Module 2.1
What is Tidy Data?
- Create a project in RStudio for Module 2.
- Create a QMD file in your Module 2 project folder for this lesson.
- Create a data subfolder in your Module 2 project folder to store any data files you download.
- Load
readr
anddplyr
packages for the exercises in this module.
Overview
Before we can analyze or visualize data, we need to understand its structure and quality. In this module, we explore where data comes from, how it is typically organized in R, and what it means for data to be tidy and clean. We introduce key concepts such as tabular data, variables, observations, and units of analysis, and we explain the principles of tidy data—a structure that makes data analysis more straightforward and consistent. We also discuss the importance of clean data, which ensures that values are well-formatted, column names are usable, and missing or duplicated entries are handled.

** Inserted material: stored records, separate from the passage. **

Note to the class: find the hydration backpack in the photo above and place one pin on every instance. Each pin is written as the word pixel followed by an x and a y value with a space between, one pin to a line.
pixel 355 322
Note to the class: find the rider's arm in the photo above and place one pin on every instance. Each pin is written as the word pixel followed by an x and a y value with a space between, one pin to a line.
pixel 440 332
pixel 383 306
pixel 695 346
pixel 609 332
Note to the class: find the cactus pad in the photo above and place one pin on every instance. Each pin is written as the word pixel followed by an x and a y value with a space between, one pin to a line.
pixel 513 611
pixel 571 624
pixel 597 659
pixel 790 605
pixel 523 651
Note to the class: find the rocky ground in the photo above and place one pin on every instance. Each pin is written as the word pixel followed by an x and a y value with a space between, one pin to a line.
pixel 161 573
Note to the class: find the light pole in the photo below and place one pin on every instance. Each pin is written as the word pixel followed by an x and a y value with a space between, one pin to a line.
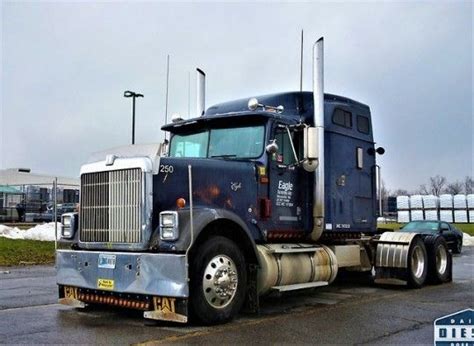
pixel 133 95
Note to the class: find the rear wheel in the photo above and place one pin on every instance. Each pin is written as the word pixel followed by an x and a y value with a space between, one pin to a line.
pixel 218 281
pixel 417 263
pixel 439 260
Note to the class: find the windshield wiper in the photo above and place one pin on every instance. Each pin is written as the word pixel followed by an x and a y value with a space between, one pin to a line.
pixel 225 156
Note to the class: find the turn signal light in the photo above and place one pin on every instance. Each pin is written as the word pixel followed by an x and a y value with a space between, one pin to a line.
pixel 180 203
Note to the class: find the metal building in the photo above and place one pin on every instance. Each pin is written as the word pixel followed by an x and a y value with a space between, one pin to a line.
pixel 30 197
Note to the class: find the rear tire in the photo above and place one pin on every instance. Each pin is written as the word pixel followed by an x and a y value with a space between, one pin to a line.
pixel 417 263
pixel 218 281
pixel 440 264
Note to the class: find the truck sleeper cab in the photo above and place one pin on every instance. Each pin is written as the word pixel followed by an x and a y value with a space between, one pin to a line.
pixel 236 211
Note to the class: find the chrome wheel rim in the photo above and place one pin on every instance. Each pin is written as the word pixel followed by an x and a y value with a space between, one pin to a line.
pixel 418 262
pixel 220 281
pixel 441 259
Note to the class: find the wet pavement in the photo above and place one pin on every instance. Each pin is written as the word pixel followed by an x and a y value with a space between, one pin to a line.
pixel 350 311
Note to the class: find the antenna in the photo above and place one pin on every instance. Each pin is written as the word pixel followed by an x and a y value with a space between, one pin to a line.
pixel 167 89
pixel 189 93
pixel 301 63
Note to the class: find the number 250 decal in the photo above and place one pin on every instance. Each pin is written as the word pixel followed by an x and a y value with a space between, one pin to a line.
pixel 166 169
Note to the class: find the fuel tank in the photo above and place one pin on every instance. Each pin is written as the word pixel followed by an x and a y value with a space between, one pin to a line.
pixel 280 266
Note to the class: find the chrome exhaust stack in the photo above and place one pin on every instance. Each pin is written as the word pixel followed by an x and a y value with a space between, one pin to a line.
pixel 318 106
pixel 201 92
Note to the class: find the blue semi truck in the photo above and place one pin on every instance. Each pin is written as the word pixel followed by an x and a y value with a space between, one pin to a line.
pixel 272 194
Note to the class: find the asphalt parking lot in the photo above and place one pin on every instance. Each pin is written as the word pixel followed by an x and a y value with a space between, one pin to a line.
pixel 351 311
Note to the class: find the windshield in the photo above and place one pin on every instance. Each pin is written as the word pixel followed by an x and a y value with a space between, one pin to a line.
pixel 429 226
pixel 235 142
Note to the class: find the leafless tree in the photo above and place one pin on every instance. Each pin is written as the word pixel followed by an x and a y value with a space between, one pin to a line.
pixel 454 188
pixel 423 190
pixel 468 185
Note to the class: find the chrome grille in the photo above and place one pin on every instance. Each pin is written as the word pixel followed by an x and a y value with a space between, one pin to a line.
pixel 111 207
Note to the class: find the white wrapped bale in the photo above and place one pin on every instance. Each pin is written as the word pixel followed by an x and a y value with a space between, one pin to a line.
pixel 403 202
pixel 403 216
pixel 459 201
pixel 446 201
pixel 460 216
pixel 416 202
pixel 431 214
pixel 430 202
pixel 417 215
pixel 470 201
pixel 446 215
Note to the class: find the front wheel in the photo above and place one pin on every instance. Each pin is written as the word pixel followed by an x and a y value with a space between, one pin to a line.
pixel 458 247
pixel 218 281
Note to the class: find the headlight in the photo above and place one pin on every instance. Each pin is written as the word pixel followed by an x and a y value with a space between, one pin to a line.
pixel 68 225
pixel 169 225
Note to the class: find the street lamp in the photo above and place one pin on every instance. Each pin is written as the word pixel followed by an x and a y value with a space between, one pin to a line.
pixel 133 95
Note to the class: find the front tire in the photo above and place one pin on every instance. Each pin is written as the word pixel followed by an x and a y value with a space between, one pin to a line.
pixel 458 247
pixel 218 281
pixel 417 263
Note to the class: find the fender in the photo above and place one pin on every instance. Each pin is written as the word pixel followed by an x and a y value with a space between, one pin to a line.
pixel 202 217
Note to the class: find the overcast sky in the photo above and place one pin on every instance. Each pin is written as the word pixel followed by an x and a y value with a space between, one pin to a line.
pixel 65 66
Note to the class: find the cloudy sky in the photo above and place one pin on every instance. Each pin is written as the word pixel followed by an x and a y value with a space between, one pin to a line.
pixel 65 66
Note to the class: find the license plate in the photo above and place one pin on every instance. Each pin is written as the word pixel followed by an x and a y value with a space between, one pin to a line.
pixel 106 261
pixel 105 284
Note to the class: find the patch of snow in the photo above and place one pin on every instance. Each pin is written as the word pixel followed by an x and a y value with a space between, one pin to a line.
pixel 467 240
pixel 43 232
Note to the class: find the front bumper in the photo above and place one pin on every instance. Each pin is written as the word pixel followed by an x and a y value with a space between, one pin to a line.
pixel 156 280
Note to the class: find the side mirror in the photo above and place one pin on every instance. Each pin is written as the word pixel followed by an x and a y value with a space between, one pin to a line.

By the end of the module, you will be able to assess the structure and quality of a dataset and begin transforming it into a form suitable for analysis.
Where Does Data Come From?
Data enters our workflow in many ways. Often, it is sent to us directly by a boss or a client, usually in the form of a spreadsheet or CSV file. Sometimes we collect it ourselves through surveys, or we might use data collected by someone else. Increasingly, data is also available online, either for download or through scraping techniques. In R, we often work with data that comes packaged in libraries, such as unvotes
or vdemlite
. Many datasets can also be accessed programmatically through application programming interfaces, or APIs. Regardless of the source, the structure and quality of the data are not guaranteed, which brings us to the question of what makes data usable in practice.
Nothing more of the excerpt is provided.